Пьяный, ничего не соображая спросонок, он поискал глазами Мейсона, но не увидел никого, кроме беловолосого, с невероятно узким черепом солдата, который шагал, насвистывая, к военному магазину. Его вдруг охватила паника. А что, если он недостанет ПАСКа? Продукты, выпивку получит, а ПАСК – нет. А вдруг этот гад решил зажать? Зацепившись ногой за сиденье, он чуть не вывалился на асфальт, но устоял и шаткой походкой двинулся к приземистому, казарменного вида зданию военного магазина, бормоча себе под нос, потея, как першерон, и только на полпути, с запозданием сообразил (увидев, как покраснела, поджала губы и поспешно отвела взгляд какая-то офицерская жена), что брюки у него ниже пояса вздулись. Он остановился, привел себя в порядок и проследовал дальше, к стеклянной двери; когда вошел туда с толпой соотечественников в рубахах навыпуск, его встретил тугой поток ледяного кондиционированного воздуха и старший сержант с нехорошими голубыми глазами и длинной челюстью в форме ведерка.
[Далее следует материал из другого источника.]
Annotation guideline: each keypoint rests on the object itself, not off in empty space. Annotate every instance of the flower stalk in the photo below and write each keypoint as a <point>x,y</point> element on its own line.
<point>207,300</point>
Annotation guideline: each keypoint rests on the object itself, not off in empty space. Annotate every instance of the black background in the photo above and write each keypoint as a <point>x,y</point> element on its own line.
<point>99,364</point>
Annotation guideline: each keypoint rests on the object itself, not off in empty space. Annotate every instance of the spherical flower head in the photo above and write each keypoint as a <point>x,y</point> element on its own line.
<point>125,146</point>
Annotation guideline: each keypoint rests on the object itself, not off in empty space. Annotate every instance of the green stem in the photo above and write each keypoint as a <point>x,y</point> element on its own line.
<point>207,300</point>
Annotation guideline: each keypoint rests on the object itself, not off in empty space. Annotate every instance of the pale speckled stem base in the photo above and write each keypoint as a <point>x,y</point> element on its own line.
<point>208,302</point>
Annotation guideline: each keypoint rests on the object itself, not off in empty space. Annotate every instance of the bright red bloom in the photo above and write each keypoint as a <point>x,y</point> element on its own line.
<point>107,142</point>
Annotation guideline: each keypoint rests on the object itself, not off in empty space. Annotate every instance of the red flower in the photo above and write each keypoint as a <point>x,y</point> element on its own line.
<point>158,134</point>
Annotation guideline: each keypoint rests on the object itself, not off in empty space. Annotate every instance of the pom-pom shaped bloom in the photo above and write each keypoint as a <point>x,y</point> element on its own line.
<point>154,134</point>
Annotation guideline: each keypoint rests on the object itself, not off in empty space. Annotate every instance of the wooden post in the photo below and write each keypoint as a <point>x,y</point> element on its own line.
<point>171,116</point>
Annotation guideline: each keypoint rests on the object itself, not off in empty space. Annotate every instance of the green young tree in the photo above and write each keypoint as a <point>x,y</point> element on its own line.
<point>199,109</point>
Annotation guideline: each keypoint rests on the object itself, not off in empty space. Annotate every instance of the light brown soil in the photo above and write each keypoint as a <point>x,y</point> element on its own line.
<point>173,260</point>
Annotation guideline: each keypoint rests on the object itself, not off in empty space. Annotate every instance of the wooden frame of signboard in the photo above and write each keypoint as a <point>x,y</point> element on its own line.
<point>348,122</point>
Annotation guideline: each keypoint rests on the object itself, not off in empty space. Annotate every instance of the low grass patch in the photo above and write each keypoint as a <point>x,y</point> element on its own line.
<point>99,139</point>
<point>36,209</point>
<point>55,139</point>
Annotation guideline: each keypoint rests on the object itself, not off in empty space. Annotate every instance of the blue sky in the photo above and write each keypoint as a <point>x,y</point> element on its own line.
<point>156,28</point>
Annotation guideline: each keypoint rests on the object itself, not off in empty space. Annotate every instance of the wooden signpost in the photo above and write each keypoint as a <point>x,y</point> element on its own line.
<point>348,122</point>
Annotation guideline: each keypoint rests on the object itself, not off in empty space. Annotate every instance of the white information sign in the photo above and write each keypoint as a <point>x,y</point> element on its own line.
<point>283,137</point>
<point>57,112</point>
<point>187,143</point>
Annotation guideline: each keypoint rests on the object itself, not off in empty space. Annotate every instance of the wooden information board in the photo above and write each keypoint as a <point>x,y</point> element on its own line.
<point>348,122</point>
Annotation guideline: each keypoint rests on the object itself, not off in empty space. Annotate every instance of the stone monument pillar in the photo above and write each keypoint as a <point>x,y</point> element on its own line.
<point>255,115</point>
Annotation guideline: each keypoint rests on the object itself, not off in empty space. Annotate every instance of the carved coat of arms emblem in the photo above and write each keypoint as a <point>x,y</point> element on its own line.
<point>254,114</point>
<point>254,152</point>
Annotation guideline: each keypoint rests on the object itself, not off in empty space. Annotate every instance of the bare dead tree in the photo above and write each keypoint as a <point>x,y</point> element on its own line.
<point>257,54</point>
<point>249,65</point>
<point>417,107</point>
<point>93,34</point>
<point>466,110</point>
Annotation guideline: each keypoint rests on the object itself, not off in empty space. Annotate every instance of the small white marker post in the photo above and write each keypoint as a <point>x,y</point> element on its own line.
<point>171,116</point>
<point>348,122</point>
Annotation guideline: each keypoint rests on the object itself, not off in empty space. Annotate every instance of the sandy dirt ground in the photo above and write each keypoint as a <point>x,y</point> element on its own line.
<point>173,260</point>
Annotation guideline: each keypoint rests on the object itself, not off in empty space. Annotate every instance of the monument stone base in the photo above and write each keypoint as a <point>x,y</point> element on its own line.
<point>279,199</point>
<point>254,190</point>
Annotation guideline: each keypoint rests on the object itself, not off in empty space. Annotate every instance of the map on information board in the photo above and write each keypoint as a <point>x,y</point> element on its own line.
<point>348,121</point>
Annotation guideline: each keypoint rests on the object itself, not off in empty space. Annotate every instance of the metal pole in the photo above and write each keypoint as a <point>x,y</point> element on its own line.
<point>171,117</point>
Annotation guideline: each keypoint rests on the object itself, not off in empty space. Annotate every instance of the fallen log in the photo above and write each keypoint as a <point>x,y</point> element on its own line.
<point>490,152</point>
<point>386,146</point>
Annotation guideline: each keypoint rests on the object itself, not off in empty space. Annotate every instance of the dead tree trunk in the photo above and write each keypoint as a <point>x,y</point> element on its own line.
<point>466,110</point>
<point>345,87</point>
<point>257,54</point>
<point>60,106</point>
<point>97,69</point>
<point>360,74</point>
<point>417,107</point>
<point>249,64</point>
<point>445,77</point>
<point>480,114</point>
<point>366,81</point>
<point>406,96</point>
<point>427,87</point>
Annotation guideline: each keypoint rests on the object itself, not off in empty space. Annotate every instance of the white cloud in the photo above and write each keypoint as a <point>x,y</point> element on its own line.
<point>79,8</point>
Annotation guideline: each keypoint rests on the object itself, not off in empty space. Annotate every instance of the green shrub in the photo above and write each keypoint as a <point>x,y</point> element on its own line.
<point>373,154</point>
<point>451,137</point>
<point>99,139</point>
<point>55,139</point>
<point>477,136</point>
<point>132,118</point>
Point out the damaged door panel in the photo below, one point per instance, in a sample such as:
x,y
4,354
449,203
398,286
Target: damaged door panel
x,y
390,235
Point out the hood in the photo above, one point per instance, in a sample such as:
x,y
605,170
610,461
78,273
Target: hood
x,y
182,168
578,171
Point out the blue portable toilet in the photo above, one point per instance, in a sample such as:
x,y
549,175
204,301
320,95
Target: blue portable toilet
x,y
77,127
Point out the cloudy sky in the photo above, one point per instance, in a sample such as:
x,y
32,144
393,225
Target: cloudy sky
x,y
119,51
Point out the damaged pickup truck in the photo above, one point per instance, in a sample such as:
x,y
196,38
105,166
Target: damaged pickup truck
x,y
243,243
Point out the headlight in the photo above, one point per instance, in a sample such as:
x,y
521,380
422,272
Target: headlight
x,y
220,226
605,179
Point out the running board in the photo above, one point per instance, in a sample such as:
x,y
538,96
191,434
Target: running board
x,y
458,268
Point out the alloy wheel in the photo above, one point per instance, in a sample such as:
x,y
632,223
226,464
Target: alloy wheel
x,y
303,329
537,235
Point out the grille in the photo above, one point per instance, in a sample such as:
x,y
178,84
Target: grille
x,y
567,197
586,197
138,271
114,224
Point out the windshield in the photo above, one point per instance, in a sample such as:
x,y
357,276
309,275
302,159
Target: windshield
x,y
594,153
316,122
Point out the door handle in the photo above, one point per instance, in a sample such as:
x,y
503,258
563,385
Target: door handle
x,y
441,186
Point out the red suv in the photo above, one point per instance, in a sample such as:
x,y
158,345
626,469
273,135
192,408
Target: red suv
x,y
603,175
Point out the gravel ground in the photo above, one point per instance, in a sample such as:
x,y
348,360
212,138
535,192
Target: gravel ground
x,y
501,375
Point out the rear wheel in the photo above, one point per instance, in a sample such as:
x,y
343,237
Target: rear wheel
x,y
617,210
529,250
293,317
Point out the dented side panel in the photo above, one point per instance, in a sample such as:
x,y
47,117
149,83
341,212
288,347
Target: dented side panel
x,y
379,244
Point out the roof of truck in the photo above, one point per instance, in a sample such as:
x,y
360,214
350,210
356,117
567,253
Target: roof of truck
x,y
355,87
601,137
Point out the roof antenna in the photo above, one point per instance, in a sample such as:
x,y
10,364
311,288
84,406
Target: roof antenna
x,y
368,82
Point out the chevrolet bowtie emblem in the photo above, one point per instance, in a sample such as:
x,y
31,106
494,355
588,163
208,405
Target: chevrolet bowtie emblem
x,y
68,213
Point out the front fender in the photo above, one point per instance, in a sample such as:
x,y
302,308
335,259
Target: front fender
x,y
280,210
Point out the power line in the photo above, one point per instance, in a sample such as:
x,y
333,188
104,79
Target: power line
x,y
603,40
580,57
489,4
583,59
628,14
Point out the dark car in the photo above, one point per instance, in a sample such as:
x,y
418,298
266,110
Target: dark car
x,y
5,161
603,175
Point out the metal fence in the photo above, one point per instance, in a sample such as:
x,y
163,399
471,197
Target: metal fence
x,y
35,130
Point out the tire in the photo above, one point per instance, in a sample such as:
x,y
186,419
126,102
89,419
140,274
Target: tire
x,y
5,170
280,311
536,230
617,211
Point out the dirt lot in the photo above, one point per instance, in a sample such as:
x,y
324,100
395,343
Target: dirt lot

– Ваш пропуск, – сказал он, не переставая жевать резинку.
– Я ищу приятеля, – ответил Касс.
– Предъяви пропуск.
– У меня нет пропуска, – стал объяснять Касс, – пропуск у моего приятеля, а я обычно…
– Слушай, – сказал сержант, отложив в сторону комиксы и неприветливо глядя на него, – правила не я устанавливаю. Правила Дядя Сэм устанавливает. Для входа в этот магазин нужен пропуск. С подписью командира и визой начальника отдела личного состава. Ты давно здесь? Из какой части? Караульная рота? Штабная?
Касс почувствовал, что из груди его рвутся какие-то звуки вроде рыданий, и ярость красной пеленой застлала ему глаза.
– И вот что, друг, хочу дать тебе совет, – продолжал сержант, – я на твоем месте, если бы оделся в штатское, нашел бы что-нибудь поопрятней. Тем более поддавши. В таком виде, знаешь, ворон хорошо пугать. Я бы на твоем месте пошел куда-нибудь проспался.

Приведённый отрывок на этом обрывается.